System jest faktycznie ryzykowny dla faworytów. Awans wywalczy drużyna, która wygra dwa mecze. Pierwszy rozgrywany jest w hali niżej klasyfikowanego zespołu. W przypadku porażki faworyt ma dwa mecze u siebie, ale stanie już pod ścianą. To może być próba odporności i charakteru zespołu. A z tym w Toruniu nie było najlepiej, bo budowlanki częściej przegrywały niż wygrywały trudne mecze.

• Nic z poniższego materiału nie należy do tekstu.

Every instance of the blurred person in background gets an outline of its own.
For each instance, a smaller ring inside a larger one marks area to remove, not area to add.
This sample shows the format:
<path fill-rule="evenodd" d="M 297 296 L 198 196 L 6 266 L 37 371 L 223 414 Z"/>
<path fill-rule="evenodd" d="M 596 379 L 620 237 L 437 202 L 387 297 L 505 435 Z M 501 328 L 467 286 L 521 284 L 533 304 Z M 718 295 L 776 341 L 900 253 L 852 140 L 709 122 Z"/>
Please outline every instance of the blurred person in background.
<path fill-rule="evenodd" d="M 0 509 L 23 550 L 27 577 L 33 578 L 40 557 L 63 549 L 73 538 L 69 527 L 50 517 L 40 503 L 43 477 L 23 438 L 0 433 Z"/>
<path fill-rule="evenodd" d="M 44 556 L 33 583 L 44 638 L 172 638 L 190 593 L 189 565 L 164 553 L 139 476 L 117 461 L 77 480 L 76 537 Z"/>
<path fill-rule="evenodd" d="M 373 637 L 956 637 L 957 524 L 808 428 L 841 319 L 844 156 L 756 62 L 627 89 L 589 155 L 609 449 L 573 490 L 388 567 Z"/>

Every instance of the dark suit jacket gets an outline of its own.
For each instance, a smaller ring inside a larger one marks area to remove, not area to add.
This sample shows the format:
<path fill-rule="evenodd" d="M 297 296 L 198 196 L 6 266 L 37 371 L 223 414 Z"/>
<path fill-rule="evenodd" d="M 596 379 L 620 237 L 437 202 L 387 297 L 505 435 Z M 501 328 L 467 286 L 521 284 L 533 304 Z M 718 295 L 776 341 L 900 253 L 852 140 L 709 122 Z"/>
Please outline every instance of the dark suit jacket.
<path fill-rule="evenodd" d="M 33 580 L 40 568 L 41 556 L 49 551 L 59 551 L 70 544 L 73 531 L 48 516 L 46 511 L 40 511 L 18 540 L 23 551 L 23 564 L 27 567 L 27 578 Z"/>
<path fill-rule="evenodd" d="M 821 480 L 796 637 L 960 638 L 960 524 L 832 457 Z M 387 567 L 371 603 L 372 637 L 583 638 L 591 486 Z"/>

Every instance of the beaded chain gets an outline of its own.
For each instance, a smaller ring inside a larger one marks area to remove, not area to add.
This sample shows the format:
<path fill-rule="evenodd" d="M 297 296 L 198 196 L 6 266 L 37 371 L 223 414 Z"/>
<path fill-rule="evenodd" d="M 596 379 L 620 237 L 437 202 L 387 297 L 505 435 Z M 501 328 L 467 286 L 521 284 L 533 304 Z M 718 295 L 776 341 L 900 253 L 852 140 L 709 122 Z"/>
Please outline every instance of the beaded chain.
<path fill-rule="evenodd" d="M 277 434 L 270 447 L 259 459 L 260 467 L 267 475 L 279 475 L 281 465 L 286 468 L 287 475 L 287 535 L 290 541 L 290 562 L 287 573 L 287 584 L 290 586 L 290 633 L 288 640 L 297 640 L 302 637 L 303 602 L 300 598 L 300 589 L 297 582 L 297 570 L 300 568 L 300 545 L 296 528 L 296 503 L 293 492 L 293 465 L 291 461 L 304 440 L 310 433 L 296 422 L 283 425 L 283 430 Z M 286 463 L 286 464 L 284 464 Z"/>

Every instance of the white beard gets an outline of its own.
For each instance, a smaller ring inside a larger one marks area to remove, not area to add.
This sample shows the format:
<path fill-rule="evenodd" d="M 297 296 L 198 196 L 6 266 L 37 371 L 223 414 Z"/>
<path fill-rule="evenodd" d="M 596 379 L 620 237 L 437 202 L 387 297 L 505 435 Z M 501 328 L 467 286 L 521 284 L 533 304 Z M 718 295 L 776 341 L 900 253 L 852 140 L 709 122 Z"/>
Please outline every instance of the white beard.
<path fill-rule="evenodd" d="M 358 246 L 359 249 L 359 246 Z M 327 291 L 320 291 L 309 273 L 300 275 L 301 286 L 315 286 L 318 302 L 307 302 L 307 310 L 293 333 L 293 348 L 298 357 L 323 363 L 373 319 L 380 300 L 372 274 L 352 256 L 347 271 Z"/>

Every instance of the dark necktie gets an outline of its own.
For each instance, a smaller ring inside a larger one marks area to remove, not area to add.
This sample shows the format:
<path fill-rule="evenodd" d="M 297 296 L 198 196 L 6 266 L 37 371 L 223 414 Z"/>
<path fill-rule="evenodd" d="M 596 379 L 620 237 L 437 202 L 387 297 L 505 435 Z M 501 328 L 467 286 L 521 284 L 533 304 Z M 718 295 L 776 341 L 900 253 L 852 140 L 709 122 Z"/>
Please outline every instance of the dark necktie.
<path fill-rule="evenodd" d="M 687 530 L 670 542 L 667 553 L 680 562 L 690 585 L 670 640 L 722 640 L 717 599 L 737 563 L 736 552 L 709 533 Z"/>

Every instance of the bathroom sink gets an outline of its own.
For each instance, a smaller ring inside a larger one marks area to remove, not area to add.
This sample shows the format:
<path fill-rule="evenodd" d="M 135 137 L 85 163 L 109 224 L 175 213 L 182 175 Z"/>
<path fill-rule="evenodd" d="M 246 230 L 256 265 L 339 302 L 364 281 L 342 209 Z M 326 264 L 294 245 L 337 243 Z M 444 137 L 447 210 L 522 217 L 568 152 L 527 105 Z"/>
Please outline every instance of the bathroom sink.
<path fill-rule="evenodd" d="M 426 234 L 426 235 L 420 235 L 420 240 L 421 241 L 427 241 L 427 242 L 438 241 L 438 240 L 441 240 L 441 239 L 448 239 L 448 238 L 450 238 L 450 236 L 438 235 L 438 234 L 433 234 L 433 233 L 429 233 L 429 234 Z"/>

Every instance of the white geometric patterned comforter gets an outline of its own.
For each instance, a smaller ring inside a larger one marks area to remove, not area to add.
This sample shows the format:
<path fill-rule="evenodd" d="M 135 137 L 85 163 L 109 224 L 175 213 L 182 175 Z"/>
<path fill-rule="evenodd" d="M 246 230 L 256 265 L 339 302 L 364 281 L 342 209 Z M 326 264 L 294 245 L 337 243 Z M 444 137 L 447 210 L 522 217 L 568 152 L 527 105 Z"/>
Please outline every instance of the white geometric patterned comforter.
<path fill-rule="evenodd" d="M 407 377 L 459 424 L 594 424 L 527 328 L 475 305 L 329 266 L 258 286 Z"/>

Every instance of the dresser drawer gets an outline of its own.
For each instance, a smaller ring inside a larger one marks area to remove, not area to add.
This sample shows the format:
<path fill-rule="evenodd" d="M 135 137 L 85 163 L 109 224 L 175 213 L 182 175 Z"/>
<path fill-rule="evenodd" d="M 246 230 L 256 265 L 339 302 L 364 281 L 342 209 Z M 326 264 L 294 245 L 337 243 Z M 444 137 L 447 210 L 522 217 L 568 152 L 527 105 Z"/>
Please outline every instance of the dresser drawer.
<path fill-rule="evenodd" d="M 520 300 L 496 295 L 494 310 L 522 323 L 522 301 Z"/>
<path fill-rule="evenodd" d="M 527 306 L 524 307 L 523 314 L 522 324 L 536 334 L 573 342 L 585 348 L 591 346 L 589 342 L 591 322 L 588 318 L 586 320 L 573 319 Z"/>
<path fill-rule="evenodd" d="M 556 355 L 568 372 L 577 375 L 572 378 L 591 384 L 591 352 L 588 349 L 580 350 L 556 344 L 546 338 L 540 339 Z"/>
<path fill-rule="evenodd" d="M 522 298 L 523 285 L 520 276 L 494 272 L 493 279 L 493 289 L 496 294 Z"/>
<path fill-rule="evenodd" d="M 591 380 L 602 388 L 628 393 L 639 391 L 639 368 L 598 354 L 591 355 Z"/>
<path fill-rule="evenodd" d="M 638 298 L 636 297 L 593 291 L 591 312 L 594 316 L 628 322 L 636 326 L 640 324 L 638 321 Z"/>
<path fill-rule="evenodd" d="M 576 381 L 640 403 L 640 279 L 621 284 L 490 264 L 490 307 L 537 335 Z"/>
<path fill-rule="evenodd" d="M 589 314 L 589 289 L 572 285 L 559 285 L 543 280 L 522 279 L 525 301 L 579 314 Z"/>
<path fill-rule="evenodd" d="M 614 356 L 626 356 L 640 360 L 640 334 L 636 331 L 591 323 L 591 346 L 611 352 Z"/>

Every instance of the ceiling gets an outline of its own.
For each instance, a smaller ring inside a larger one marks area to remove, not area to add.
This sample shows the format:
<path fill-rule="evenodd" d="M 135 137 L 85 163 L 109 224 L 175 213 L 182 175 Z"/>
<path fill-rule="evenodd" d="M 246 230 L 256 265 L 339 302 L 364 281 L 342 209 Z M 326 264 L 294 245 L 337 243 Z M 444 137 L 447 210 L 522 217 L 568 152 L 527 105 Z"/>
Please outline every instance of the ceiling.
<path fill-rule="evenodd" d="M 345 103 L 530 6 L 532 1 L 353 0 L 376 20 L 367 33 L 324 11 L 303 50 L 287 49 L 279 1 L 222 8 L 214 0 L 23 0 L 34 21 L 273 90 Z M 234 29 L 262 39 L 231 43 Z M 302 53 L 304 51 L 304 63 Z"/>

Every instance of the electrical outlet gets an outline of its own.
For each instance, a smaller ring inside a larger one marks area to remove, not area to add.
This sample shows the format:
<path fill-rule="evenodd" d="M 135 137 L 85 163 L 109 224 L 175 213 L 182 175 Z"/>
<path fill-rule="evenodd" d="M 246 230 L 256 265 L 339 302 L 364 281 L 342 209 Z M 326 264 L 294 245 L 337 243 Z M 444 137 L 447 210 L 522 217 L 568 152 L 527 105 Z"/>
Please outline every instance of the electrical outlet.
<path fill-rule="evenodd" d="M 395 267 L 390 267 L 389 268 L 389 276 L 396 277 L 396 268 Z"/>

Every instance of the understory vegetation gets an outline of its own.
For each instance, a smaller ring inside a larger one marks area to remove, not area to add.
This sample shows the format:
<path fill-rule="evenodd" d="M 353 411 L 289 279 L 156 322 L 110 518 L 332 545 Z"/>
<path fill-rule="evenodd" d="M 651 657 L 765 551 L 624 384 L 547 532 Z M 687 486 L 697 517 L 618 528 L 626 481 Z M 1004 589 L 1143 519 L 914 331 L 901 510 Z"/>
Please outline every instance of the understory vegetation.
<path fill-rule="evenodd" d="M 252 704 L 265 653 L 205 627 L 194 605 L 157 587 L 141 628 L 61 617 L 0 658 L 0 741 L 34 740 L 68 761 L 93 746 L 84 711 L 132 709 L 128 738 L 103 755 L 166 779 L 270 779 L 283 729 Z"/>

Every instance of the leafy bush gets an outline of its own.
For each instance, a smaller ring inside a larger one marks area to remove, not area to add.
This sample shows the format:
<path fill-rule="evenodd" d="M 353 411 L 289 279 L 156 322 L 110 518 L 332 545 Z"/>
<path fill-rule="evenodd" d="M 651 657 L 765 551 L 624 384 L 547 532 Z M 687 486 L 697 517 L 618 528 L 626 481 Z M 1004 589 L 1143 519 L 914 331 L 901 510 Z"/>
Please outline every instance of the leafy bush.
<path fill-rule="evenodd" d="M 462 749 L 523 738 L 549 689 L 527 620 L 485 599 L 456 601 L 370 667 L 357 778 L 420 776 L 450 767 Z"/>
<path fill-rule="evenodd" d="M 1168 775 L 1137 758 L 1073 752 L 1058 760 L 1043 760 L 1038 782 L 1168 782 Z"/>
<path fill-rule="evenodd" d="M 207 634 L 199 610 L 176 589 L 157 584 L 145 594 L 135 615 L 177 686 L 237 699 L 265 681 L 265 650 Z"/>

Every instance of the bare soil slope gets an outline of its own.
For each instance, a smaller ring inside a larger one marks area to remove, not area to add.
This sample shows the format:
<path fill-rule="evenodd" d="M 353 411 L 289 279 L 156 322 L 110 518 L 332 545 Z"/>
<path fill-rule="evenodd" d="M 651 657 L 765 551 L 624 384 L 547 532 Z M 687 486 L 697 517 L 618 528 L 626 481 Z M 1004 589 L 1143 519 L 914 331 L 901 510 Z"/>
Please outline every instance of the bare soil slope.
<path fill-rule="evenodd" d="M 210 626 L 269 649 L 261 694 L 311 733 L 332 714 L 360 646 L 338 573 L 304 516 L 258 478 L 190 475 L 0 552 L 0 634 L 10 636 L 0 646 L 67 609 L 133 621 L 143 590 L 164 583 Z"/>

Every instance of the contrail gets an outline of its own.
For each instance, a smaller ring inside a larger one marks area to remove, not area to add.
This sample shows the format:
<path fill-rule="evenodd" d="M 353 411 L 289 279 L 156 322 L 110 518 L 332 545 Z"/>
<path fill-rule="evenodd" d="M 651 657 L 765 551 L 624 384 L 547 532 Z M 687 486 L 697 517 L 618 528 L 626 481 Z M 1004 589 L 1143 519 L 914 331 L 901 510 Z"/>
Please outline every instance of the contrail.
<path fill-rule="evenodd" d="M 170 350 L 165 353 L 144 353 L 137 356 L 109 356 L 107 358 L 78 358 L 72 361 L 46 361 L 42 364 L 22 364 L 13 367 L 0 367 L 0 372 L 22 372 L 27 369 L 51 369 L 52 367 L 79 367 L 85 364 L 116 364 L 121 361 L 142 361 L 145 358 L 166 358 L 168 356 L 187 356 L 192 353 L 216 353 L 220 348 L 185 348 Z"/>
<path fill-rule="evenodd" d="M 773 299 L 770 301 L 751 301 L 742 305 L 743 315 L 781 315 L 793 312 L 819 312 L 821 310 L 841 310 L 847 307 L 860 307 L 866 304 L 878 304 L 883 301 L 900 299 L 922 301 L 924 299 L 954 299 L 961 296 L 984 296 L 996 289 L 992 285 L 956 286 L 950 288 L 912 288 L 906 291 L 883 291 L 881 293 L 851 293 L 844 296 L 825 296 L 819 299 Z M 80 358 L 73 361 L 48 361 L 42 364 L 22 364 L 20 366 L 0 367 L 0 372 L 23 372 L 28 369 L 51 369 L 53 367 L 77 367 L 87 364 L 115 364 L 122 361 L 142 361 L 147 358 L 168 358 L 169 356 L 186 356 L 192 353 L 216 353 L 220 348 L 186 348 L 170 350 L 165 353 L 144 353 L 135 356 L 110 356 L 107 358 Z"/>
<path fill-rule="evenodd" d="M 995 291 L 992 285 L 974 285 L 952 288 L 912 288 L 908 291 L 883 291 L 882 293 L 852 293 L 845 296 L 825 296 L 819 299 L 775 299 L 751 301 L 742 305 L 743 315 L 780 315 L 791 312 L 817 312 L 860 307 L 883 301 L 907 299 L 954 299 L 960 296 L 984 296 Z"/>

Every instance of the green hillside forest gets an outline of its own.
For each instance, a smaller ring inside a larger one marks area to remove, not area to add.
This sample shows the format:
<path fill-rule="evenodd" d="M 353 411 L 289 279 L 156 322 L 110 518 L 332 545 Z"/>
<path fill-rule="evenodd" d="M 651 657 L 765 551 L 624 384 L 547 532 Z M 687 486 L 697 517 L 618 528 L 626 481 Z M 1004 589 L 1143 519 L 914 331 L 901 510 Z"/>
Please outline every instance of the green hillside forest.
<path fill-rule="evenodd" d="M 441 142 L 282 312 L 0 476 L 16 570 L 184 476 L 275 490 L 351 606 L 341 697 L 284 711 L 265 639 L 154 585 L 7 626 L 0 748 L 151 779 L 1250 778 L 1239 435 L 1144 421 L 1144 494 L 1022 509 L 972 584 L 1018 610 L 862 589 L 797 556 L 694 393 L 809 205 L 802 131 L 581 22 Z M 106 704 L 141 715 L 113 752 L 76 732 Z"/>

Finisz zespołu był bardzo słaby. Trzy ostatnie spotkania z Chemikiem Police, Jokerem Świecie i ŁKS Łódź torunianki przegrały po 2:3, dwa z nich we własnej hali. Momentami prezentowały grę, która nie rokuje sukcesów w play off. Nad tym przez trzy tygodnie pracował trener Mariusz Soja.
- Wydaje mi się, że jest duża poprawa. Przez dwa tygodnie ćwiczyliśmy naprawdę ciężko, sporo było gry szóstkami, rozegraliśmy pięć setów sparingowych z II -ligowcem z Elbląga (wszystkie wygrane - dop. red.). Teraz schodzimy z dużych obciążeń, zespół odżył psychicznie, zapomniał o porażkach - mówi Soja.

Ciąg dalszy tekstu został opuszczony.